A Collection of Gallantry Awards to the Indian Army for the Burma Campaign 1944-45
Date of Auction: 22nd July 2016
Sold for £1,800
Estimate: £600 - £800
Military Medal, G.VI.R. (26155 Spr. Balouch, Bengal S. & M. Gp. I.E.), officially engraved naming, extremely fine £600-800
FootnoteM.M. London Gazette 16 November 1944. The original recommendation states:
‘Sapper Balouch was a member of a sapper pressure party which accompanied the assault on Bare Patch, on the Vaona Ridge, after dark on 6 February 1944. As the assaulting troops reached the crest of the ridge, they were held up by heavy enemy automatic fire. He, in the forefront of the advance, led the party until its was halted by the Platoon Commander at the crest of the ridge in order to conform with the assaulting infantry. Their rush had brought the party to the very front, and when consolidation began they dug-in with bush knives on the perimeter, immediately opposite the Japs who were strongly entrenched about 50 yards away.
Sapper Balouch, with his L.M.G., was in the foremost position, and held the position from 2000 hours on the 6th February until 1500 hours on the 8th, when the party withdrew for other work. During this period he was continually subjected to accurate sniping at short range and heavy mortar fire. Maintaining excellent fire discipline, he fired a total of only six magazines in spite of repeated alarms. One particular sniper hit the stones on the parapet of his slit trench three times, until finally at 1200 hours on the 8th Sapper Balouch spotted him and finished him off with two well-aimed bursts. Throughout the action and on many other occasions he set a fine example of coolness, steadiness, and cheerfulness, which greatly impressed and encouraged the rest of his company.’

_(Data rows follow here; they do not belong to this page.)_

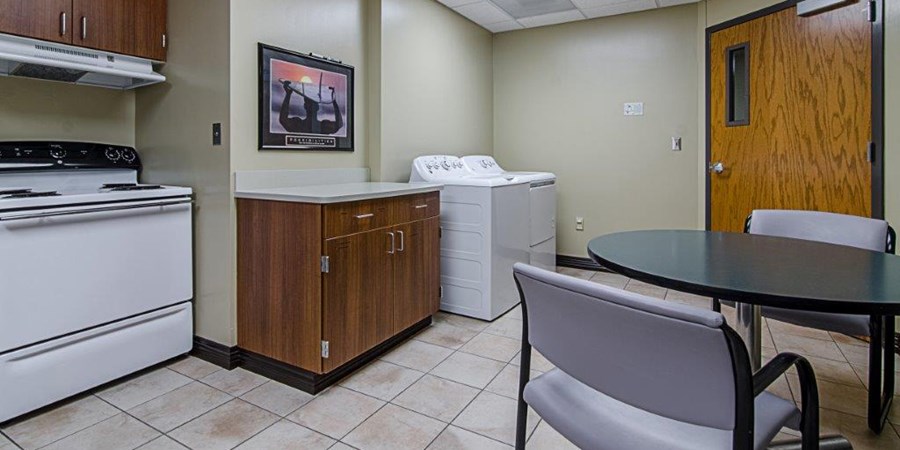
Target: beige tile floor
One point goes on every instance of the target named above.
(452, 386)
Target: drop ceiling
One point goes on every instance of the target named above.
(506, 15)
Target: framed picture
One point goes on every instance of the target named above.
(305, 102)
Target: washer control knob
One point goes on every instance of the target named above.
(113, 154)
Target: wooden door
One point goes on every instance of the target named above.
(801, 142)
(416, 272)
(49, 20)
(357, 311)
(104, 24)
(150, 29)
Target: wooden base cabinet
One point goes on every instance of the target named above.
(319, 286)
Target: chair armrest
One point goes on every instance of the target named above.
(809, 391)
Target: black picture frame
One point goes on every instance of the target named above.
(294, 87)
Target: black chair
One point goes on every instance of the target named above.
(853, 231)
(637, 373)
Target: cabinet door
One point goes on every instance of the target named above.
(416, 272)
(150, 29)
(104, 25)
(49, 20)
(357, 310)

Balouch was a Punjabi Mussalman Jat from Dhok Sher region in Jhelum district. The assaulting troops he supported so ably in the attack on ‘Bare Patch’ were the 1-7th Gurkhas, under Major Peter Sanders, who, owing to the loss of an arm in operations on the North-West Frontier in the 1930s, found the ascent particularly challenging, for both hands were required to pull oneself up the steep slope. He was awarded the D.S.O. An indication of the fierceness of the Japanese response to the assault is evident in the 100 casualties suffered by Sanders’s Gurkhas; sold with copied research.